Dans son petit ouvrage Fondamentaux de la vie sociale (CNRS Éditions, 2019), le grand anthropologue Maurice Godelier concluait, après des décennies de recherches, qu’une question le « préoccupait à présent : Peut-on se moderniser sans s’occidentaliser ? ». Il tente d’y répondre dans Quand l’Occident s’empare du monde.
En réalité, comme il le dit dans son introduction, cette question le préoccupe depuis… 1988 : «c’est au cours de mon dernier séjour chez les Baruya [peuple de Nouvelle-Guinée] qu’est né le projet d’écrire ce livre, de prendre du recul et d’analyser «en grand» les processus qui ont accompagné la mainmise de l’Occident sur le reste du monde, à savoir sa montée en puissance, sa « modernisation » mais aussi la modernisation forcée ou voulue des sociétés non occidentales ».
C’est la réponse d’un jeune Baruya se voulant « moderne » à une question posée par l’anthropologue qui produit ce déclic : « Mais qu’est-ce qu’être moderne ? », lui demande Godelier. «Être moderne, Maurice, c’est simple, c’est suivre Jésus et faire du business ». Et l’auteur de commenter : « faire du business n’était pas pour lui faire du profit mais gagner de l’argent. Il en fallait maintenant pour vivre.
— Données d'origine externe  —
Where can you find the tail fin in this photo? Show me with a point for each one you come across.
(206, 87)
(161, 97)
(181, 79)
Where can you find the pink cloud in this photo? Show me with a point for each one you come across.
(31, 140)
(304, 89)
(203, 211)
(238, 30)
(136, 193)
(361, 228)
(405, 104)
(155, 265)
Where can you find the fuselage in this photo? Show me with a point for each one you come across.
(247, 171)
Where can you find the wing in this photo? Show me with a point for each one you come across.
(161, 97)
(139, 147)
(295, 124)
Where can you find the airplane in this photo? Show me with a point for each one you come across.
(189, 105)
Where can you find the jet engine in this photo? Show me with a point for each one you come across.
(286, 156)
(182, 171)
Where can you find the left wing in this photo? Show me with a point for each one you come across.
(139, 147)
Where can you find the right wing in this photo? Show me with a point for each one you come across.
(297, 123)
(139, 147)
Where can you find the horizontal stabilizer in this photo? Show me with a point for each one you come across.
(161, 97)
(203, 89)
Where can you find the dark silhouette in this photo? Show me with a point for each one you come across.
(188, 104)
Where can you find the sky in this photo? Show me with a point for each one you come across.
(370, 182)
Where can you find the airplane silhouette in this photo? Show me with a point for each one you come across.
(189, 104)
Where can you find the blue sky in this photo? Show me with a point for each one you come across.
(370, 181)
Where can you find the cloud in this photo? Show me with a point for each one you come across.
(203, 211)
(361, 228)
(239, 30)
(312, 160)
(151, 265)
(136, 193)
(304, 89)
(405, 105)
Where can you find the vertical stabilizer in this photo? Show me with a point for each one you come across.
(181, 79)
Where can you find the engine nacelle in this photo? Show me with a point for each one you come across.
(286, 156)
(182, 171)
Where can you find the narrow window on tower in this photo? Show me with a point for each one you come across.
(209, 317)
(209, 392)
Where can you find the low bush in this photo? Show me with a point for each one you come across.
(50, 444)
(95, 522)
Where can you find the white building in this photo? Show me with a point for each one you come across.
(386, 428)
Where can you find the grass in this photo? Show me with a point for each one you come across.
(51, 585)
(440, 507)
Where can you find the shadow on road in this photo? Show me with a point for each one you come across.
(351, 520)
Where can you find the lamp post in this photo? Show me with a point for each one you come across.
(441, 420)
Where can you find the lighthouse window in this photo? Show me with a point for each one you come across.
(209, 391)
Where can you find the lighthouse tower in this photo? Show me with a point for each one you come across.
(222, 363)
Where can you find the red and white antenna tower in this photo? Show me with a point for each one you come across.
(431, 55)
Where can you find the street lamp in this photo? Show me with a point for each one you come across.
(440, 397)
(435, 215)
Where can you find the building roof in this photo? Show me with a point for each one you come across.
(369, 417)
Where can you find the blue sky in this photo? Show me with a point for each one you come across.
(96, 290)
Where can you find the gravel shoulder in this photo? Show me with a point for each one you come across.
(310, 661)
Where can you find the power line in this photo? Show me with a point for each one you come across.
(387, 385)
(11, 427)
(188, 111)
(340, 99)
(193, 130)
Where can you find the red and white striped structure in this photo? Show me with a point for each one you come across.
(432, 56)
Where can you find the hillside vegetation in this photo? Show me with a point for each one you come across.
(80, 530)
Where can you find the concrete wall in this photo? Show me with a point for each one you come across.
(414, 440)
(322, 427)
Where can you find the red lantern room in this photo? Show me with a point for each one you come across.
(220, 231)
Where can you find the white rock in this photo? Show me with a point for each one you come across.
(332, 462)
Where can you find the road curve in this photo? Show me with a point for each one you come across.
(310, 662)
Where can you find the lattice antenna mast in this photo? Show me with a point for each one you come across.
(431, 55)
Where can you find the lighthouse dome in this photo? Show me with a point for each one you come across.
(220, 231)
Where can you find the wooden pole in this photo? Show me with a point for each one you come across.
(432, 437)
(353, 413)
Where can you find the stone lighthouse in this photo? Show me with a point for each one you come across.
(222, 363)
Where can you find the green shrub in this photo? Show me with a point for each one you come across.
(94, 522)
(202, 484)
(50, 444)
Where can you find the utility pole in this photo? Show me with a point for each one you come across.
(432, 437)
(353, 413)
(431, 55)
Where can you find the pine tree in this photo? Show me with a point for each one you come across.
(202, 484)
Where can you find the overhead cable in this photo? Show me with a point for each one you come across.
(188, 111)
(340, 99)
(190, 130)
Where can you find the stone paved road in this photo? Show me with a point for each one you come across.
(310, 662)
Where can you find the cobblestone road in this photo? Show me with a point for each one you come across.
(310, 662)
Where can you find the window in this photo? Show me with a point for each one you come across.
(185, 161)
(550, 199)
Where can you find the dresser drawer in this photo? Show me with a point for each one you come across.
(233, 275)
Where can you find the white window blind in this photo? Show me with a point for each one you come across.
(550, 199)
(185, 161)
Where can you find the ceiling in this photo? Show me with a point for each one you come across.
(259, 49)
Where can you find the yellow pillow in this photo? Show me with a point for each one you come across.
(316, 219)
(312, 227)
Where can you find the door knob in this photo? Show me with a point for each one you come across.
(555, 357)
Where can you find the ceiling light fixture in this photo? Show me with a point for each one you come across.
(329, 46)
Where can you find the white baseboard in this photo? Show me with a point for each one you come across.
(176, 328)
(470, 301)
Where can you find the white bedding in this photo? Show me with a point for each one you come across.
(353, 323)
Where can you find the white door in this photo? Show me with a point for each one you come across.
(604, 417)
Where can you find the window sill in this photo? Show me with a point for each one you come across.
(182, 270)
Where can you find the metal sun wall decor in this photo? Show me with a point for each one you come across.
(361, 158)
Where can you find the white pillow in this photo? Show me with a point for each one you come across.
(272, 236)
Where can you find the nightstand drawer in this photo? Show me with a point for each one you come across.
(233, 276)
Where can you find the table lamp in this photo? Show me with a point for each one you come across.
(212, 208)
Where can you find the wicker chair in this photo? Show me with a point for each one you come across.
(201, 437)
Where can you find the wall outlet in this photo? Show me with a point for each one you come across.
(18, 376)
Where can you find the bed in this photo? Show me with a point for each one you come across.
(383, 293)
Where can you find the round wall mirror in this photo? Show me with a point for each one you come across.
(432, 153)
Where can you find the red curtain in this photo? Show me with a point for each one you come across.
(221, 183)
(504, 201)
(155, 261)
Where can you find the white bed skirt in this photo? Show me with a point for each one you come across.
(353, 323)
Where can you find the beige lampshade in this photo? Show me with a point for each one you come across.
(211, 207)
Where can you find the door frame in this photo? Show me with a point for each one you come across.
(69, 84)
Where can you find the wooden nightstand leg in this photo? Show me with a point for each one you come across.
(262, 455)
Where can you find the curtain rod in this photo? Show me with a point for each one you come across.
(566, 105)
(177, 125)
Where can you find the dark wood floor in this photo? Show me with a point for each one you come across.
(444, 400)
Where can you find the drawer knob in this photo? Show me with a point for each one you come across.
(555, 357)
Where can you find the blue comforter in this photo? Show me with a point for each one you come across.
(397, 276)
Suivre Jésus, c’était faire comme les Blancs, dont le dieu devait être puissant parce qu’ils avaient la puissance et la richesse ». Quand l’Occident s’empare du monde semble poursuivre la conversation avec ce jeune Baruya avec cet « alors » placé dans le sous-titre.
Le livre commence donc par le « retour d’expérience » de l’auteur chez les Baruya, qui est en même temps, comme en passant, un rappel de l’importance du travail de l’anthropologue, «historien des temps présents ». Maurice Godelier passa en tout sept années, entre 1967 et 1988, chez ces indigènes de Nouvelle-Guinée qui n’eurent leurs premiers contacts directs avec les Occidentaux qu’en 1951. En trois décennies, les Baruya se sont « modernisés », mais se sont-ils pour autant occidentalisés ? Ce concept, l’auteur le résume, pour la période contemporaine, autour de « trois axes : l’adoption du capitalisme, la démocratie parlementaire et, via le christianisme, un certain rapport à la religion ». Le chapitre sur les Baruya se clôt par un tableau opposant « ce qui a disparu ou n’existe plus que résiduellement » et les « institutions, pratiques, représentations précoloniales qui continuent d’exister avec un poids et un rôle différent ».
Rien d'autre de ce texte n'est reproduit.